Sair da sessão de Judy – Muito Além do Arco-Íris é um momento delicado. Depois de ver contados os últimos meses de vida da atriz e cantora Judy Garland, o sentimento é de tristeza, melancolia e um nó no estômago. Um turbilhão de pensamentos que nos jogam bem pra baixo. Tentar relevar e pensar que é só um filme pode até ser pior, afinal, estamos falando de uma história real. Judy Garland nasceu em 10 de junho de 1922 e protagonizou uma das histórias mais mágicas e tristes da Era de Ouro do Cinema. Desde muito nova em cena, ela viu seu estrelato aos 17 anos, ao viver a pequena Dorothy no clássico “O Mágico de Oz”, dirigido por Victor Fleming e George Cukor. Fez fama e dinheiro muito cedo. Mas, infelizmente, seu mundo não foi feito só de vitórias. Em Judy – Muito Além do Arco-Íris, ela é vivida de forma plena por Renée Zellweger, em seu retorno aos holofotes, na maior parte do tempo, e esse trabalho já lhe rendeu uma justa indicação ao Oscar de Melhor Atriz. Darci Shaw divide a tarefa com ela, vivendo as remontagens da jovem Judy em importantes flashbacks.

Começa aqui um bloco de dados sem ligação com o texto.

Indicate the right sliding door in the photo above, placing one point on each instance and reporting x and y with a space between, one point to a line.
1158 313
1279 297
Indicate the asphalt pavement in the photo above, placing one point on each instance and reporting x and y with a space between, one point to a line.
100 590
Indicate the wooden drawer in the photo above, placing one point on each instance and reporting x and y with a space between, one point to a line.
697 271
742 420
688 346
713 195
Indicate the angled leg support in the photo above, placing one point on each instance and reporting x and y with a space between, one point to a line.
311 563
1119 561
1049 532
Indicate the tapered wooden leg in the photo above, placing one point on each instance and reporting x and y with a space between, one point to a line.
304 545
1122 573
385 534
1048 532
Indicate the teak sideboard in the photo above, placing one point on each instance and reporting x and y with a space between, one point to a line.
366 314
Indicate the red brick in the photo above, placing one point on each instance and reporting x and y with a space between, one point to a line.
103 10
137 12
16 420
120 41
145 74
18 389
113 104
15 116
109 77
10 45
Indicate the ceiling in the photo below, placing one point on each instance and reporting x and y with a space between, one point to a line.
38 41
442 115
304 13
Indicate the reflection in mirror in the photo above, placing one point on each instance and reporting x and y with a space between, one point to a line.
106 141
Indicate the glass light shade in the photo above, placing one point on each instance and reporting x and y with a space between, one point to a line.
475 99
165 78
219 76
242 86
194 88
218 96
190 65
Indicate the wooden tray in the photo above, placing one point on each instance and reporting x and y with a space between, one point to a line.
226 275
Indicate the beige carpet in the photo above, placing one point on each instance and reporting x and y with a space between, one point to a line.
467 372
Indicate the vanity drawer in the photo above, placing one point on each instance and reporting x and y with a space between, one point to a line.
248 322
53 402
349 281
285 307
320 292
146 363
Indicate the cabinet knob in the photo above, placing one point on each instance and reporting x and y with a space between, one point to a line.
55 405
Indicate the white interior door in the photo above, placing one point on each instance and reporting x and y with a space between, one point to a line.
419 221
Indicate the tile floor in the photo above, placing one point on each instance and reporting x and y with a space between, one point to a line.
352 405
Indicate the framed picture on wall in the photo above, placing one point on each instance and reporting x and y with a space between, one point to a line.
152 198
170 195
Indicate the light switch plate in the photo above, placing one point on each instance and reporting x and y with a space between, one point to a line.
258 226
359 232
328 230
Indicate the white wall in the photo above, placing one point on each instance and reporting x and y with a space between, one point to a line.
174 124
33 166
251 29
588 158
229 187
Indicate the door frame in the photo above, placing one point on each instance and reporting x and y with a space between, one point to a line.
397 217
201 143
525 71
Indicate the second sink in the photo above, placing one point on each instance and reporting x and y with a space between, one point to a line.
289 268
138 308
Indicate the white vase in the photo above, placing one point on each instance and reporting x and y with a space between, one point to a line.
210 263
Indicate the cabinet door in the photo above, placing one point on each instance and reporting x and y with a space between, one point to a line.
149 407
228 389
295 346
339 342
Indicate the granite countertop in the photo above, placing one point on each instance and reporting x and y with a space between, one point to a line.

Diferente da maioria das cinebiografias, não temos aquela clássica montagem de começar a história do final, voltar ao passado e encerrar onde tudo começou, assim como vimos em Simonal e Bohemian Rhapsody. Em Judy, temos uma história focada em seus últimos meses, quando em 1968, sua carreira estava em baixa, seu dinheiro tinha esvaído em alguns vários casamentos, e, para tentar o sustento dos filhos, ela aceita estrelar uma turnê como cantora em Londres. Logo de cara vemos a situação em que ela chegou com seus 40 e poucos anos não é das melhores, ao ponto de usar os próprios filhos para números baratos em casas noturnas menores. Um dinheiro certamente insuficiente e uma rotina tão ruim para os filhos quanto a que ela mesma já teve. Soma-se a isso sua dependência de remédios e álcool.

O roteiro de Tom Edge e a direção de Rupert Goold nos mostram muito cedo que Judy sofreu, e agora, quem parece sofrer as consequências são seus dois filhos menores. Sem muito o que fazer, ela não consegue sustentar Lorna (Bella Ramsey, a nossa Lyanna Mormont de Game of Thrones) e Joey (o nosso Roger de His Dark Materials). A falta de opções inclusive, a faz aceitar convites duvidosos e até mesmo abrir mão da guarda dos filhos. As sequências recriadas para isso também mostram uma rápida passagem de sua filha mais velha, Lisa Minelli, por alguns instantes na tela. Vale ficar atento.

Encruzilhada: como sustentar os filhos sem trabalhar?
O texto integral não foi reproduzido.